Sørensen-Dice coefficient — set overlap on character bigrams. Extract all 2-character windows from each string, then count how many appear in both. The formula is $2 |A \cap B| / (|A| + |B|)$. Good at detecting near-duplicates and works naturally on word-like inputs. “night” and “nacht” share exactly one bigram (“ht”) out of four total in each, scoring 25%. It’s order-insensitive at the scale of bigrams — strings with the same characters in different orders can score similarly.
Cosine similarity — treats each text as a bag of words, counts word frequencies, and computes the cosine of the angle between the two frequency vectors. Lowercases and strips punctuation before counting. Order-independent: “cat and dog” and “dog and cat” score 100%. Word-level, not character-level — two strings with no shared words score 0% regardless of how similar they are letter-by-letter.
Example: typo detection
“MARTHA” vs “MARHTA” (one character transposition in the middle):
- Levenshtein: 67% (2 edits out of 6-char max)
- Jaro-Winkler: 96% (shared MAR prefix boosts the score)
- Dice: 60% (4 of 5 bigrams shared)
- Cosine: 0% (treated as one unique word each — they don’t match)
Jaro-Winkler is the right algorithm for this case. Levenshtein understates how similar they are because the transposition costs 2 edits, not 1. Cosine is useless because the inputs are single “words” that don’t match.
Example: paraphrase detection
“The cat sat on the mat” vs “A cat is sitting on the mat”:
- Levenshtein: 54% (many edits)
- Jaro-Winkler: 78%
- Dice: 68%
- Cosine: 60% (shared: cat, on, the, mat; different: The/A, sat/is/sitting)
Cosine and Dice reflect the word overlap; Levenshtein understates the similarity because “sat” and “is sitting” differ character-by-character even though they express the same idea.
Example: reordering
“The cat sat on the mat” vs “The mat was sat on by the cat”:
- Levenshtein: ~42% (lots of character-level changes)
- Jaro-Winkler: 74%
- Dice: 51%
- Cosine: 89% (same word set, mostly same counts)
Cosine is the right algorithm here — the two sentences use almost the same words in different orders, and cosine treats them as nearly identical. The character-level algorithms see the reordering as a lot of edits.

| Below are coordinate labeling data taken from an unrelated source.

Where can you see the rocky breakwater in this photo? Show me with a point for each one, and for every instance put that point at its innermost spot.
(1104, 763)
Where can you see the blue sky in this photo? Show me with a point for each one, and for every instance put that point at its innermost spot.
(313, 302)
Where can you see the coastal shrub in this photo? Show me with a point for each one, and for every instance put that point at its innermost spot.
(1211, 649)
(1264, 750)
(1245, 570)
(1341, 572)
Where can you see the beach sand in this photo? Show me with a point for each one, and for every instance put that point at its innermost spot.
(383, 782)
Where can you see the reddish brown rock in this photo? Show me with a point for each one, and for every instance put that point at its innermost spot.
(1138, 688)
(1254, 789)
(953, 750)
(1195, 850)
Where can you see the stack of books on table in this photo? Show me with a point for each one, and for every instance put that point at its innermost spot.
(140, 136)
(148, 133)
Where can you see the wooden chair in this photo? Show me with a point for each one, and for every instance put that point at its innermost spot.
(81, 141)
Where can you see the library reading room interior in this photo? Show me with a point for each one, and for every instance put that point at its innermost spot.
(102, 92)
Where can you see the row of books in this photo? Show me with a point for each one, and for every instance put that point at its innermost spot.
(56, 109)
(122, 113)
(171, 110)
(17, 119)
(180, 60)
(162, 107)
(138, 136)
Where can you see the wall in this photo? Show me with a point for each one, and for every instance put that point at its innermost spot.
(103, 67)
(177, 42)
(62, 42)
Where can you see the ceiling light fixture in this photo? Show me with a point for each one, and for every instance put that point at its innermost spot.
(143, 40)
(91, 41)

Example: completely different texts
“The weather is nice today” vs “Quantum entanglement preserves coherence”:
- Levenshtein: ~10%
- Jaro-Winkler: ~45% (coincidental character matches within window)
- Dice: ~5%
- Cosine: 0% (no shared words)
Cosine is the most discriminating here — it sees no shared vocabulary and returns zero. Jaro-Winkler’s window-based matching is misleading on long unrelated strings because it counts coincidental character proximity.

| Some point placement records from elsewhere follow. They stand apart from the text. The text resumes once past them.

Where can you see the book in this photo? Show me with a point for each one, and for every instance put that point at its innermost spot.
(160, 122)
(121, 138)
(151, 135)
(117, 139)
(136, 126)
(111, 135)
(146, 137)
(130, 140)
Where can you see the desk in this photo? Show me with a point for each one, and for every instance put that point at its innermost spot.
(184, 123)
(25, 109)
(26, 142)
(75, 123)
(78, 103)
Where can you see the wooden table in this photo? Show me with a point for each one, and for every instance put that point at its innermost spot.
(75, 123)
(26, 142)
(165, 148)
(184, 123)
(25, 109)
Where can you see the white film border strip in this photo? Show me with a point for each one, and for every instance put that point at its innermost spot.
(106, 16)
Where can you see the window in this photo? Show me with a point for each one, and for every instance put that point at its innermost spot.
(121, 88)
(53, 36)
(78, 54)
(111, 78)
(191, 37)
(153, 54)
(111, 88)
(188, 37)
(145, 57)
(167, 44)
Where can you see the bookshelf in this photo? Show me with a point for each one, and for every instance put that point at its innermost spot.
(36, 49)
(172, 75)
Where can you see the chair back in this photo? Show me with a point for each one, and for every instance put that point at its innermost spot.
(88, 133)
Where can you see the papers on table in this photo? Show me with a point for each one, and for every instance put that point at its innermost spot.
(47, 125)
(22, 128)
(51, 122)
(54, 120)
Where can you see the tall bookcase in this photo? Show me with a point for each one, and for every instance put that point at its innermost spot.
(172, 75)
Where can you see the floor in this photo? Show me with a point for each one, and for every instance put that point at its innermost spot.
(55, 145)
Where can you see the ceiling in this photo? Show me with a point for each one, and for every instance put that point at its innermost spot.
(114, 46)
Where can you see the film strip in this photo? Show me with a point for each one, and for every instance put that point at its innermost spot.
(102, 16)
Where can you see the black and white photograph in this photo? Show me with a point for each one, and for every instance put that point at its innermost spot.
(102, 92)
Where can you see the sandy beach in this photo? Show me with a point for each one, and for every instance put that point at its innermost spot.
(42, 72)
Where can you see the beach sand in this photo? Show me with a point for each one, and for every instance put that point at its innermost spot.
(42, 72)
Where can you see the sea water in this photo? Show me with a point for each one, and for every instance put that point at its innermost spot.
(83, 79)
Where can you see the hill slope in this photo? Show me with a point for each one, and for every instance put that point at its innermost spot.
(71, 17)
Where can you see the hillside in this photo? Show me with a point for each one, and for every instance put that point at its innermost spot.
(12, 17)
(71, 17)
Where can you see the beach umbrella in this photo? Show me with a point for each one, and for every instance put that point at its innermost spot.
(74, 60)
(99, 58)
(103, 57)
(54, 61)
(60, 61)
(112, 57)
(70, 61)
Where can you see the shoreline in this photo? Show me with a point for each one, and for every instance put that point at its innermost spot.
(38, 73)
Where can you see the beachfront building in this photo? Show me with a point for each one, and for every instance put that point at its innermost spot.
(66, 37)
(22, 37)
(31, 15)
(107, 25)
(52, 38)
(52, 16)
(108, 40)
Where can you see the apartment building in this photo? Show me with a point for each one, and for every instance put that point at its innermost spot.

Picking the right algorithm
Short cheat sheet:
- Matching names, IDs, short tags: Jaro-Winkler
- Near-duplicate detection on words or phrases: Sørensen-Dice
- Paraphrase detection on longer texts: Cosine
- General-purpose character similarity baseline: Levenshtein
If you can’t decide, show all four — that’s what this tool does, and the disagreement between them is itself informative.
What this tool does not do
It doesn’t handle semantic similarity — two sentences with no shared words can mean the same thing (“it’s raining” vs “water is falling from the sky”), and none of these algorithms will notice. For semantic similarity you need an embedding model (sentence-BERT, OpenAI embeddings, etc.), which is a completely different class of tool.
It doesn’t compute longest common substring or produce a full diff — use the longest common substring finder for the shared-block length, or the text diff tool for the line-by-line breakdown.
It doesn’t support weighted comparison where some words matter more than others (TF-IDF). Cosine treats every word equally, which is fine for short texts but can be misleading for long documents where common stop words dominate the count.